As legendas estão sempre presentes mesmo que só desenhadas, porque elas fazem parte desde o início do processo compositivo. Por falar em legendas, neste projecto estas resumem-se ao nome do poeta e a datas; sobre o bicentenário da morte do Poeta. Por minha iniciativa acrescentei: - Nem mesmo morto os Moscas o largam.

Algum tempo depois voltou o poeta, que ficou a olhar longamente para os gessos das duas faces da medalha.

Após a sua acomodação, o que o fez com toda a pachorra, proferiu:

- Sinto-me agradavelmente retratado e gosto em particular das grandes sínteses que julgo serem já vocábulos do seu próprio trabalho. Agrada-me a horizontalidade do meu corpo, mas não contava com a companhia dos Moscas. Compreendo a sua intenção mas não sei o que poderá acontecer quando a medalha for posta a circular. Não esperava grandes companhias, continuou mas os Moscas - nunca tal me ocorreu.

Concordei com o poeta, mas lembrei, - ao criar esta situação, era minha intenção lembrar que hoje em alguns sectores da vida cultural, política e administrativa, ainda persistem certas práticas que se identificam com o século dezoito.

Os complexos amalgamados durante anos que agora se libertaram e que deram origem a algumas certezas, mais não são que bocejos de liberdade mascarada. Os Moscas de hoje, são mais disfarçados e dissimulados, não usam fardamento. São por exemplo, os críticos encartados, muitos deles ignorando o que se faz à sua volta; são os gestores de empresas fechados a qualquer inovação, e quando pressionados se abrem, admitem tudo porque nada sabem sobre o assunto. São os políticos que na sua maioria pouca importância dão à cultura e quando dão, é para servirem-se dela, esquecendo-se ou ignorando que esta é que é o sal de qualquer povo. Parece-me que esta forma de exercer influência lhe diz alguma coisa, ou não?

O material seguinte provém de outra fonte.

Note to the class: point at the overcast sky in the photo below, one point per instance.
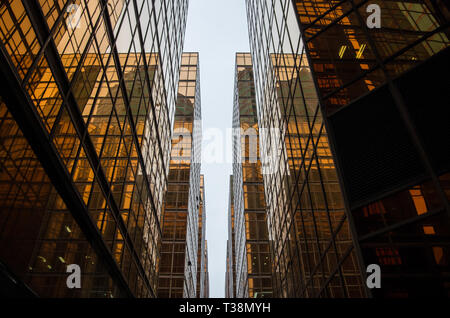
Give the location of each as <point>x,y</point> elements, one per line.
<point>216,29</point>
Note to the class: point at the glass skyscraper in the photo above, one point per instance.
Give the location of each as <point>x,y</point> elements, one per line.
<point>230,275</point>
<point>252,252</point>
<point>86,116</point>
<point>184,207</point>
<point>378,90</point>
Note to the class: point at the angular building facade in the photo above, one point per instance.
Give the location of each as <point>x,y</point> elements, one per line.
<point>183,202</point>
<point>202,259</point>
<point>377,70</point>
<point>86,115</point>
<point>253,259</point>
<point>230,275</point>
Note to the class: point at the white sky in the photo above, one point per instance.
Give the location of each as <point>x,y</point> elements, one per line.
<point>217,29</point>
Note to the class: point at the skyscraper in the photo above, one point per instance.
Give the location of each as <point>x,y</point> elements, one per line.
<point>230,276</point>
<point>86,118</point>
<point>253,260</point>
<point>183,201</point>
<point>312,249</point>
<point>202,258</point>
<point>377,71</point>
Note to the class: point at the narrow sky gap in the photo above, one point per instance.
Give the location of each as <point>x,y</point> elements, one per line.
<point>217,30</point>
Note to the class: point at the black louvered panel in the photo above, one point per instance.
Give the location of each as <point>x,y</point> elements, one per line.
<point>426,91</point>
<point>374,149</point>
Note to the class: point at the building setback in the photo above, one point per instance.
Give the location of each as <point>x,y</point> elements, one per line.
<point>183,202</point>
<point>86,112</point>
<point>254,266</point>
<point>383,97</point>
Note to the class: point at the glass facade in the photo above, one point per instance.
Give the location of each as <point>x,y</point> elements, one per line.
<point>179,255</point>
<point>399,206</point>
<point>202,253</point>
<point>253,261</point>
<point>86,119</point>
<point>382,91</point>
<point>311,243</point>
<point>230,276</point>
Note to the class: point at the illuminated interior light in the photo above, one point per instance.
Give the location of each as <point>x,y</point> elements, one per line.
<point>360,52</point>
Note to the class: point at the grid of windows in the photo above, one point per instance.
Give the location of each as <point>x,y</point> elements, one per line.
<point>230,278</point>
<point>100,78</point>
<point>179,258</point>
<point>312,249</point>
<point>372,84</point>
<point>253,271</point>
<point>401,217</point>
<point>202,253</point>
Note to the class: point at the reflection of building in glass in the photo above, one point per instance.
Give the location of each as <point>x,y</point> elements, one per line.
<point>312,248</point>
<point>84,138</point>
<point>183,201</point>
<point>253,264</point>
<point>384,104</point>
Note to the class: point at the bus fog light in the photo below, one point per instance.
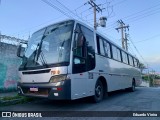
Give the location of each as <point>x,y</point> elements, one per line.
<point>58,78</point>
<point>55,94</point>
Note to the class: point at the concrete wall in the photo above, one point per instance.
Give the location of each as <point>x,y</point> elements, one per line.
<point>9,64</point>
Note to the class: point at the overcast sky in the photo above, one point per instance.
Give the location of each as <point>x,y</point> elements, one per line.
<point>20,18</point>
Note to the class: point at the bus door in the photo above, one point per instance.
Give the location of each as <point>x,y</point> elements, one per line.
<point>83,61</point>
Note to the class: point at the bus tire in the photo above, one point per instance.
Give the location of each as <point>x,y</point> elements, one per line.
<point>99,92</point>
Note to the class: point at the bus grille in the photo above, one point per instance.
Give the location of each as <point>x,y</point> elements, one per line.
<point>40,92</point>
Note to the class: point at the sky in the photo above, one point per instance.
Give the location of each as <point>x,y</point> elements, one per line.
<point>20,18</point>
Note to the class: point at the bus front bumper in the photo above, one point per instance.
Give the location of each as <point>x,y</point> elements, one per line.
<point>46,90</point>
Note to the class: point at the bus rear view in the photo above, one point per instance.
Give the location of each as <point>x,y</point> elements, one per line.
<point>70,60</point>
<point>44,68</point>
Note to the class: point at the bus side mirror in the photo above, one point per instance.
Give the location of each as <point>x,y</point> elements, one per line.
<point>19,51</point>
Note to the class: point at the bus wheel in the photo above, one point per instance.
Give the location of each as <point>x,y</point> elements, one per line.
<point>99,92</point>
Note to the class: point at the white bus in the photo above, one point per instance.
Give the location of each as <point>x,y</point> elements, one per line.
<point>69,60</point>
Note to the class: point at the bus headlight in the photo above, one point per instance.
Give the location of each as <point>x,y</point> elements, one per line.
<point>58,78</point>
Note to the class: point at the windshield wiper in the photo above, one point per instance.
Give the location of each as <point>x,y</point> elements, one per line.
<point>43,60</point>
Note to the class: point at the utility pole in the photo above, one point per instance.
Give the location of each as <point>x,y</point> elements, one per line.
<point>123,28</point>
<point>96,8</point>
<point>126,41</point>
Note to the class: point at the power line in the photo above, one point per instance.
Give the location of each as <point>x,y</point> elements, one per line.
<point>148,38</point>
<point>137,50</point>
<point>55,7</point>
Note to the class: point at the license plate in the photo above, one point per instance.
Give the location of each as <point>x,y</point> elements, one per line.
<point>34,89</point>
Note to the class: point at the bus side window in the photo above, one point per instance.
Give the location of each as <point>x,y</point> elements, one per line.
<point>107,49</point>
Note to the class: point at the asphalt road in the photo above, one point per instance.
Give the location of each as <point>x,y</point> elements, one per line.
<point>143,99</point>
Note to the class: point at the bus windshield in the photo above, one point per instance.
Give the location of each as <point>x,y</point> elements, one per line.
<point>49,46</point>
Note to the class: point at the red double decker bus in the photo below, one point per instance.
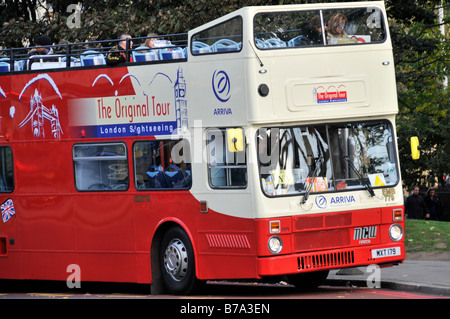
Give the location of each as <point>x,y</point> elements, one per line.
<point>256,145</point>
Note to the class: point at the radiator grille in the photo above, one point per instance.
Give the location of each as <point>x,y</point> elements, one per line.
<point>324,239</point>
<point>326,260</point>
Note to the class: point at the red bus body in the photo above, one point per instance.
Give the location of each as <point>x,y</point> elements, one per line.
<point>116,235</point>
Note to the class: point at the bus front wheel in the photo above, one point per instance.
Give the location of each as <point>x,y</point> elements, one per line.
<point>177,262</point>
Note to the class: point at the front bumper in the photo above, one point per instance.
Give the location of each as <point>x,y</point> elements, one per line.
<point>382,254</point>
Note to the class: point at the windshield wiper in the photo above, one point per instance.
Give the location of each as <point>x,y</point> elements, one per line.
<point>310,185</point>
<point>363,181</point>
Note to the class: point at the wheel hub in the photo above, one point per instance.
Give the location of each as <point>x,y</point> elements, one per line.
<point>176,259</point>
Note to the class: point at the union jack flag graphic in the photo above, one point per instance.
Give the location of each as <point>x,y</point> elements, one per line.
<point>7,210</point>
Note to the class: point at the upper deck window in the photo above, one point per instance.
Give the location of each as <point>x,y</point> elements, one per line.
<point>221,38</point>
<point>319,28</point>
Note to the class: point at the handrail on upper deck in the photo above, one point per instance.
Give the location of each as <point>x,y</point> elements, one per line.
<point>72,54</point>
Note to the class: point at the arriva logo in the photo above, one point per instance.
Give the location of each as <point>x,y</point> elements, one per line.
<point>322,202</point>
<point>221,85</point>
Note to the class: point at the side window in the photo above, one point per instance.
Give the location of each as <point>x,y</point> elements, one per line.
<point>162,165</point>
<point>359,25</point>
<point>227,165</point>
<point>221,38</point>
<point>6,170</point>
<point>101,167</point>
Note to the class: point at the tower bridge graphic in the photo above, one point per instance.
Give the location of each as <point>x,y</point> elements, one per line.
<point>37,116</point>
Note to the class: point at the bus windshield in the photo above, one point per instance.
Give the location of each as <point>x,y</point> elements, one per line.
<point>275,30</point>
<point>320,158</point>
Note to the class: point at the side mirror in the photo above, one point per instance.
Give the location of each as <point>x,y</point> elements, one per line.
<point>415,147</point>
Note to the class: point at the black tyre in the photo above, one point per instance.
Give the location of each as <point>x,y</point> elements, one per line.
<point>177,262</point>
<point>309,280</point>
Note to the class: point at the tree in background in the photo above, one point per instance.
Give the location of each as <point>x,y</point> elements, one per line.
<point>421,53</point>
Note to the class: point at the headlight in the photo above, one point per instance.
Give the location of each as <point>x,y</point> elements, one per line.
<point>275,244</point>
<point>396,232</point>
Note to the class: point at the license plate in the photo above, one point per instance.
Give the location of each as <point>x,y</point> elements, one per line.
<point>386,252</point>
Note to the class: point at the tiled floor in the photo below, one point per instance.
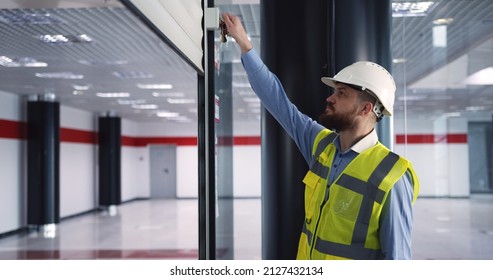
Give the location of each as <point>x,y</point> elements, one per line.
<point>167,229</point>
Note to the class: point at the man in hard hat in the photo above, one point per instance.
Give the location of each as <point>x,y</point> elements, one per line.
<point>358,194</point>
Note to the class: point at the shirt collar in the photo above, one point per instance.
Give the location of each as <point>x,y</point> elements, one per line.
<point>366,142</point>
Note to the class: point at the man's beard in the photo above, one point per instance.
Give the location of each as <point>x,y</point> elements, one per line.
<point>338,121</point>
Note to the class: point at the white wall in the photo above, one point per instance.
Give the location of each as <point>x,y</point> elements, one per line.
<point>442,168</point>
<point>78,181</point>
<point>12,163</point>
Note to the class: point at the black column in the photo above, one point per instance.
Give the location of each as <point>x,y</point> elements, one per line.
<point>109,161</point>
<point>294,47</point>
<point>301,42</point>
<point>43,152</point>
<point>224,157</point>
<point>361,31</point>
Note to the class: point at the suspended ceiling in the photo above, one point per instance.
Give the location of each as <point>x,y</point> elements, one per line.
<point>123,53</point>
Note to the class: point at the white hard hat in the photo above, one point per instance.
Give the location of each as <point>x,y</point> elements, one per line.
<point>369,76</point>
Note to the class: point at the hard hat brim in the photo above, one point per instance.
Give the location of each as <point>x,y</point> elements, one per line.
<point>331,82</point>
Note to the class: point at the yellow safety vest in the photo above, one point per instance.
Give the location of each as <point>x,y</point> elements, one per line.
<point>342,222</point>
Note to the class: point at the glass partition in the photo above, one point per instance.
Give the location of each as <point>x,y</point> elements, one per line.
<point>237,148</point>
<point>442,55</point>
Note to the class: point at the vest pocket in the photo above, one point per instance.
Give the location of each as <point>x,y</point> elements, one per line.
<point>311,181</point>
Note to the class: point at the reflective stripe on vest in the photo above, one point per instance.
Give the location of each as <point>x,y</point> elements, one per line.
<point>371,194</point>
<point>317,167</point>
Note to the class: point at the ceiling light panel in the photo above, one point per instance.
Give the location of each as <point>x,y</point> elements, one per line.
<point>65,39</point>
<point>16,16</point>
<point>112,94</point>
<point>155,86</point>
<point>133,75</point>
<point>60,75</point>
<point>411,9</point>
<point>21,62</point>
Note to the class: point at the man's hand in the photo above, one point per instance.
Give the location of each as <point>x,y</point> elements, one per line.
<point>235,29</point>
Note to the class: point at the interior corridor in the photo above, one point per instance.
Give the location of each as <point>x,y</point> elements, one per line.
<point>168,229</point>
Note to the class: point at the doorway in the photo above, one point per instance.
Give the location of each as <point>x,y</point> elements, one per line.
<point>162,171</point>
<point>479,139</point>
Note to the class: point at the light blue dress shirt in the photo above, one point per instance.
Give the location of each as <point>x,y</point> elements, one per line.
<point>397,214</point>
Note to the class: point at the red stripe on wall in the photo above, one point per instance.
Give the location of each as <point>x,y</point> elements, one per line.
<point>18,130</point>
<point>78,136</point>
<point>431,139</point>
<point>247,140</point>
<point>144,141</point>
<point>13,129</point>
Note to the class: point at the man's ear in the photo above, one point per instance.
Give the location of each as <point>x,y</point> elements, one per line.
<point>367,108</point>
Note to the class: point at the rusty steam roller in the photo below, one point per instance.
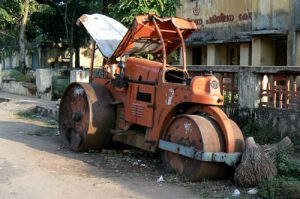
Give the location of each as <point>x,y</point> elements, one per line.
<point>149,104</point>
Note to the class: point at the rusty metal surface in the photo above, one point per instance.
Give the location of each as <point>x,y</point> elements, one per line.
<point>230,159</point>
<point>203,134</point>
<point>106,31</point>
<point>85,117</point>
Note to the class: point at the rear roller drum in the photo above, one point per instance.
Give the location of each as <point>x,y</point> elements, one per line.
<point>202,133</point>
<point>85,117</point>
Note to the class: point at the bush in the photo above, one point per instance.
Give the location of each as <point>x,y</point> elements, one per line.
<point>287,167</point>
<point>287,185</point>
<point>280,187</point>
<point>263,134</point>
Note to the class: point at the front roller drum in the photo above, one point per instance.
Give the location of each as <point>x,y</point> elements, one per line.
<point>203,134</point>
<point>85,116</point>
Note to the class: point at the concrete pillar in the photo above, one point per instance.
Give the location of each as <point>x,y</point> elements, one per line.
<point>297,49</point>
<point>216,55</point>
<point>79,76</point>
<point>204,55</point>
<point>256,51</point>
<point>44,83</point>
<point>262,52</point>
<point>291,48</point>
<point>189,55</point>
<point>221,58</point>
<point>249,88</point>
<point>244,54</point>
<point>1,65</point>
<point>211,55</point>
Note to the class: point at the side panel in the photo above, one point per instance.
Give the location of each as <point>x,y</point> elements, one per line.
<point>140,104</point>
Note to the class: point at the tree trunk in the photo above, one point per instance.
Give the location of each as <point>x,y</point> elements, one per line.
<point>22,40</point>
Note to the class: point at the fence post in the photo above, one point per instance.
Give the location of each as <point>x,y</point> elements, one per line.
<point>249,88</point>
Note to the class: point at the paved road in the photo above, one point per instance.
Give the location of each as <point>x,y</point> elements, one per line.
<point>34,165</point>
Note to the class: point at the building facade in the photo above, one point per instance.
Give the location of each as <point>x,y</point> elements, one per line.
<point>243,32</point>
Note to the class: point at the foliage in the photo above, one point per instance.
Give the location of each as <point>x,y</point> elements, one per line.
<point>287,184</point>
<point>287,167</point>
<point>280,187</point>
<point>16,75</point>
<point>263,134</point>
<point>126,10</point>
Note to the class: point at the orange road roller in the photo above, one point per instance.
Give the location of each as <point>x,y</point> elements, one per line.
<point>150,104</point>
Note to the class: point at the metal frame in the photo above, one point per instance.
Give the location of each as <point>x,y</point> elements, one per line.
<point>230,159</point>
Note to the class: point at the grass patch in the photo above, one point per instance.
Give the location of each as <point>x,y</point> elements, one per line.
<point>20,77</point>
<point>280,187</point>
<point>262,134</point>
<point>287,184</point>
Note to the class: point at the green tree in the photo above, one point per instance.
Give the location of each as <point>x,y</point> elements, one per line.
<point>126,10</point>
<point>68,11</point>
<point>13,22</point>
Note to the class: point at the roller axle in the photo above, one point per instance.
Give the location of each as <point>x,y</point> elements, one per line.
<point>230,159</point>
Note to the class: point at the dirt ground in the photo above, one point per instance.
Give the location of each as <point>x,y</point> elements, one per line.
<point>34,164</point>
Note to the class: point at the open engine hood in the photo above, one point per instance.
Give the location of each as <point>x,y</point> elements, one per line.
<point>114,40</point>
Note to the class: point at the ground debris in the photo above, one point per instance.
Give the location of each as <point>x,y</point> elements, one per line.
<point>255,165</point>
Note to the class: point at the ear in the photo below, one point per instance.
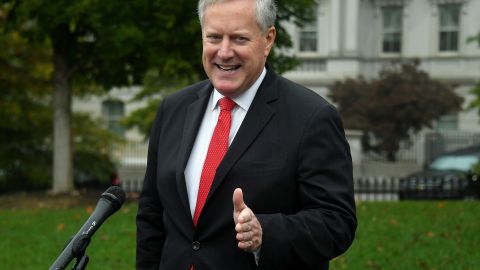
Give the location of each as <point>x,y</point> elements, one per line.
<point>270,39</point>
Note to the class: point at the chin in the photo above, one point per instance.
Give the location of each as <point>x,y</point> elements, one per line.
<point>226,88</point>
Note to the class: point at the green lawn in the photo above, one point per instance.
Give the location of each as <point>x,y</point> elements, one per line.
<point>405,235</point>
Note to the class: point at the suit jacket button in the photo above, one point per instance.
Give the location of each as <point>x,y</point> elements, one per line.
<point>196,245</point>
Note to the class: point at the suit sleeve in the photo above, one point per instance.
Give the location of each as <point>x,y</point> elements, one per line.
<point>150,229</point>
<point>325,225</point>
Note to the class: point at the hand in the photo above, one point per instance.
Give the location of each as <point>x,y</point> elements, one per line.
<point>247,226</point>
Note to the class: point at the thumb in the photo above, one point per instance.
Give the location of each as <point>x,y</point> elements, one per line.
<point>238,203</point>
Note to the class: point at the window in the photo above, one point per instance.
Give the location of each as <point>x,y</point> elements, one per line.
<point>308,37</point>
<point>447,122</point>
<point>113,111</point>
<point>449,15</point>
<point>392,29</point>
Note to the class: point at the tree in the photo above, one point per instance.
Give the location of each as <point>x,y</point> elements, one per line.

- Sim, - é verdade, eu gosto do ouvir e acredito no que quer dizer, mas tenho receio de que essa sua liberdade, lhe traga dissabores.

- Não sei se voltarei a visitá-lo, manifestou o poeta. O que me trouxe aqui de início está praticamente resolvido, e como sei que não deixará por mãos alheias todas as outras operações para a execução da medalha.

Gostaria de continuar a tê-lo como visita afim de perceber o meu tempo através do seu... interrompi. - Acredite que também gostaria de prolongar este convívio; mas sabe, as minhas deslocações aqui tem-me perturbado muito por causa dos transportes e dos olhares indiscretos... e sinto-me muito doente...

Lamento muito que se sinta cansado e quanto ao acabamento final da medalha pode ficar certo que tratarei dela como sempre o fiz com muitas outras.

- Obrigado. Um familiar meu contactá-lo-á para tratar de todos os pormenores sobre o seu trabalho. Agora vou descansar e aguardar pela reacção das pessoas.

A tiragem da medalha foi de quinhentas peças numeradas, com um diâmetro de cinquenta milímetros em prata. De início alguma polémica se instalou em redor da medalha; do bicentenário da morte do poeta pouco mais se acrescentou.

Esta situação é pouco abonatória de um país rico em poetas e artistas, mas ao que parece pobre nos modos de os comemorar.